Any Data Scientists or data analysts here?

EternalBlizzard · Jan 29, 2017

Crow said:
hi i'm a data analyst, who woulda thunk

i work with qlikview and R professionally

Is Python still considered a good language in this field or does R dominates now or maybe it depends on the type of work? Like the last time i checked there was all this python vs R hype on the net for data science. I think more and more people are flocking to R

Crow · Jan 29, 2017

EternalBlizzard said:
Is Python still considered a good language in this field or does R dominates now or maybe it depends on the type of work? Like the last time i checked there was all this python vs R hype on the net for data science. I think more and more people are flocking to R

R is taught in most data science courses so people end up using R more, but i know of consulting companies that still use python, so.

bababango · Jan 30, 2017

as far as i see the data science is going to be the hotest in upcoming years atleast next 10 years reasonably as per the facts and current working going through this emerging field and indians are already far ahead in this field i.e called analytics or a sub branch of data science,

most practical usage currently and in future are as follows which might help full

1, as crow said , used for machine learning --> Ai domain usage of domain will be imaginably in each and every field to come in upcoming next 10 years insha Allah

2, Health analytics --- data ware housing , AI , research , commercial usage
i belongs to this field now a days

2a, Meteorology or earth sciences data readings , analytics and conclusions , like weather prediction etc.

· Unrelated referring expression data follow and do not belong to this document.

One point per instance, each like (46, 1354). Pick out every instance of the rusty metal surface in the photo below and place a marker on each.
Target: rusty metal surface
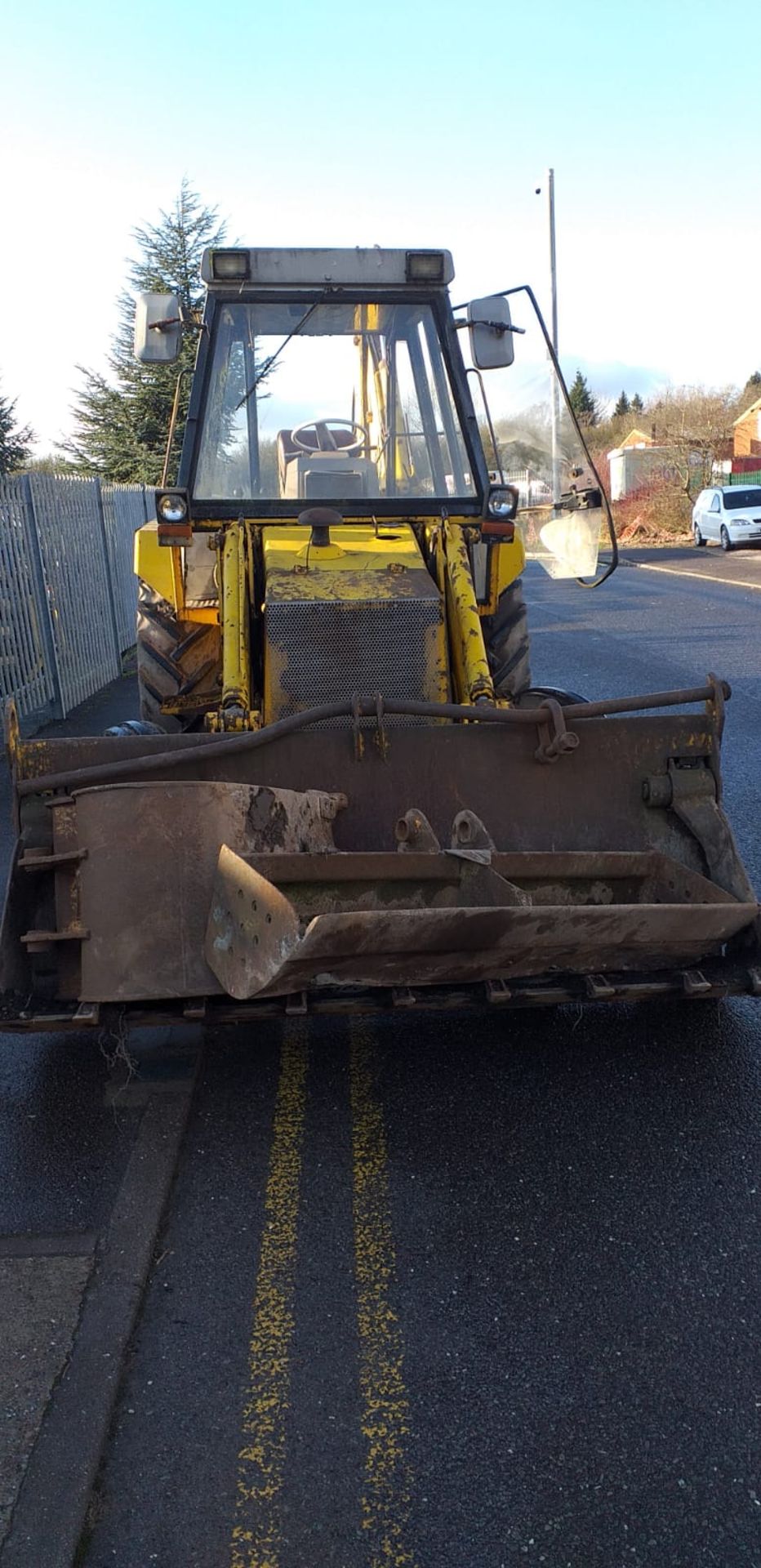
(146, 882)
(82, 764)
(151, 880)
(253, 930)
(614, 883)
(459, 946)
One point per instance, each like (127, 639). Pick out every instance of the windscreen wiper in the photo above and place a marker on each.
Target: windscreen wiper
(278, 352)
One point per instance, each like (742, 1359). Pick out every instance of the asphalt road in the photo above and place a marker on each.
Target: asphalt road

3, social media data science ware housing , storage getting more and more high density content reached to 8k compare it to time when high definitions movies of 720p or around 600 mb and now the blue rays movies are reaching to around 10 gbs

4, Financial analytics ( my previous field ) banking specially its used to predict P&L , trends , risk indicators

5, Scientific application and researches. ( very hot subject ) and usually you can find in western universities very much these days.

R language is the one which most data analyst use to process huge data analysis along with other languages , other options are olap cubes ,

hope it may be beneficial for some although very limited and basic coverage of data science

rgds

r3aper · Jan 30, 2017

Crow said:
@r3aper, if you want a job as a data analyst, and you know even a rudimentary bit about data analytics, feel free to send me your CV. my team has everyone from CS, engineering, to economics and finance grads.

Hah who would have thought that this post will raise you from the dead

I am very sure, your inbox would be flooded with CVs by now. Thats a thing I too learned the hard way.

If you ask me, I don't know much about data analytics besides MS excel, but I have taken up a course on coursera and it will give me a intermediate understanding about data science, including working with large data sets, cleaning it up making use of it to extract reproducible information all along with a good understanding of R programming, Markdown, R Mardown along with a crash course on Statistical Inference (an elective course I took in my bachelors). Though I haven't been able to pick up the pace of learning but within this month (feb) I plan on understanding R at an intermediate level.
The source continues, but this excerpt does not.